Quello che nessuno dice è che gli eurobond non si creano dal nulla. Serve un capitale o garanzie per attrarre gli investitori e, inevitabilmente, come accade per il MES e per la Bei, l’Italia sarebbe tra i maggiori finanziatori e finirebbe per ricevere in una tasca quanto ha già sborsato dall’altra. Il nuovo veicolo (SURE) annunciato ieri da Ursula Von der Leyen e subito stroncato dall’onorevole Stefano Fassina, per erogare prestiti fino a 100 miliardi per finanziare le spese degli Stati a favore di strumenti come la cassa integrazione, non sfugge a questa elementare regola della finanza. Al di là di tutta la grancassa mediatica, si è rivelato essere un prestito erogato a specifiche condizioni e nemmeno per importi particolarmente elevati. Infatti, esso si affianca sempre a strumenti del bilancio nazionale.

Apprezziamo l’impegno di Gualtieri nell’esplorazione di nuove frontiere della finanza creativa, tuttavia lo vorremmo così audace anche sul fronte delle emissioni di titoli, su cui mostra insolitamente prudente, pur avendo l’ombrello della Bce.

Ombrello che si rivela decisivo anche sul fronte della spesa per interessi. Infatti, quelli pagati dal Tesoro a Bce/Bankitalia ritornano al Tesoro sotto forma di dividendi pagati da Bankitalia. Ben 7,8 miliardi solo nel 2019. Di fatto, il 20% circa del debito pubblico italiano non genera interessi per il bilancio dello Stato.

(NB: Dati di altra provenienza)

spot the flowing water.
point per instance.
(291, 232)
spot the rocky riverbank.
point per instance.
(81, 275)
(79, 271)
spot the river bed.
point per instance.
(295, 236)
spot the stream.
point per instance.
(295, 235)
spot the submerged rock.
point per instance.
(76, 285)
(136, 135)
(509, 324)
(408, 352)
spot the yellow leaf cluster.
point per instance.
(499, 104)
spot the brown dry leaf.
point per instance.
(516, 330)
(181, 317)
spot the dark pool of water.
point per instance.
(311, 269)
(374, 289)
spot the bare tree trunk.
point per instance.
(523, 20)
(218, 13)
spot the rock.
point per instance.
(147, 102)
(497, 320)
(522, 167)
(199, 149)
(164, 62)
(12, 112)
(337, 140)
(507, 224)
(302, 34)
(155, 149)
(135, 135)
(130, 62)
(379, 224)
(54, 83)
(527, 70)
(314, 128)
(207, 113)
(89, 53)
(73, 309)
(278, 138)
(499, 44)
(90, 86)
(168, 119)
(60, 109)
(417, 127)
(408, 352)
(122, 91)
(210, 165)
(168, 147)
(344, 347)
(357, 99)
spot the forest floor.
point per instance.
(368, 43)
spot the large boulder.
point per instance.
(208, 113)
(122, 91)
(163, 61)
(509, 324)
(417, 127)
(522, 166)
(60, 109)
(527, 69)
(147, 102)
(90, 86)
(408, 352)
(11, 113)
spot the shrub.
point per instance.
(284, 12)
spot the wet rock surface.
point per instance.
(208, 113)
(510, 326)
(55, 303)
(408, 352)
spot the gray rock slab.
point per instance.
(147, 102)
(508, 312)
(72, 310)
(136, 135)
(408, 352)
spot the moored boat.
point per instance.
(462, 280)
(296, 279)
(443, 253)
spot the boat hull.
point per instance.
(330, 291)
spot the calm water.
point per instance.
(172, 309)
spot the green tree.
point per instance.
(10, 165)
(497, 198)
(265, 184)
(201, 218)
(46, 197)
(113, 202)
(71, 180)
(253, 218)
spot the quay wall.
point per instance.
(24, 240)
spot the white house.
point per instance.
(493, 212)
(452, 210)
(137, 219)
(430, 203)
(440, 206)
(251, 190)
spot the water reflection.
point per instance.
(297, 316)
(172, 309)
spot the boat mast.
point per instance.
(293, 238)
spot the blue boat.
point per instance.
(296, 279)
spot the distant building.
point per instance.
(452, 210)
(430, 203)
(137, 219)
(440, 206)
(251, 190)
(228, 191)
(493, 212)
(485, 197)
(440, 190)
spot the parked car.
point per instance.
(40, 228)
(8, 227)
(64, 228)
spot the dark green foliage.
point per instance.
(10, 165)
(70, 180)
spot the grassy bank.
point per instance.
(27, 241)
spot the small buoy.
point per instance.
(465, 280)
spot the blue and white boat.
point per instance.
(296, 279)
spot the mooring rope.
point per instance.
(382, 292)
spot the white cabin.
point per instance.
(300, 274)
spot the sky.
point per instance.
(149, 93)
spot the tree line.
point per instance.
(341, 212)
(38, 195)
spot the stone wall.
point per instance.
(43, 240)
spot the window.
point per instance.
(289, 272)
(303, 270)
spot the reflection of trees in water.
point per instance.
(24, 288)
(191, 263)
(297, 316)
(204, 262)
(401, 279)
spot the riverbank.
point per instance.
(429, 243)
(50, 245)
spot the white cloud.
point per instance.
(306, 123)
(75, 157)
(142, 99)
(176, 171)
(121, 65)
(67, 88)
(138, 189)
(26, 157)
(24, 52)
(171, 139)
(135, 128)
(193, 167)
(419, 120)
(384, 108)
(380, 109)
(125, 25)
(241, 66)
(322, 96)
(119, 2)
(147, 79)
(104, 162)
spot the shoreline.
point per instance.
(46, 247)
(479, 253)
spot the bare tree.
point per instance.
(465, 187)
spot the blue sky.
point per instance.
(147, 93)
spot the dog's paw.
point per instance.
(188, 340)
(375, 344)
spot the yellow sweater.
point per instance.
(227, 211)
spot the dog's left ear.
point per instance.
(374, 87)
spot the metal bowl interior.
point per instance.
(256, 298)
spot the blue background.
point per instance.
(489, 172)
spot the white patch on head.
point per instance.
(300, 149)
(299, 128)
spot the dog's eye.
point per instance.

Nei prossimi 9 mesi, si stima che la Bce, sommando tutti i programmi, esegua acquisti netti di titoli pubblici per circa €790 miliardi. Considerando anche i reinvestimenti dei titoli giunti a scadenza, potrebbe acquistare, rispettando la base di ripartizione tra tutti i Paesi, circa 120 miliardi di titoli italiani. Ma la Bce si è già detta pronta ad operare senza limiti. In soli 2 giorni di acquisti col nuovo programma PEPP ha acquistato titoli per 15,6 miliardi, 40 miliardi nelle ultime due settimane (conosceremo il dettaglio per Paese il prossimo 6 aprile). Allora, cosa aspetta Gualtieri a fare il pieno di emissioni ad aprile? Quale paura lo attanaglia? L’impegno della Bce è davvero illimitato o è condizionato alla partecipazione a qualche marchingegno, comunque denominato e finalizzato a tenerci sotto controllo nella spesa per ricostruire il Paese?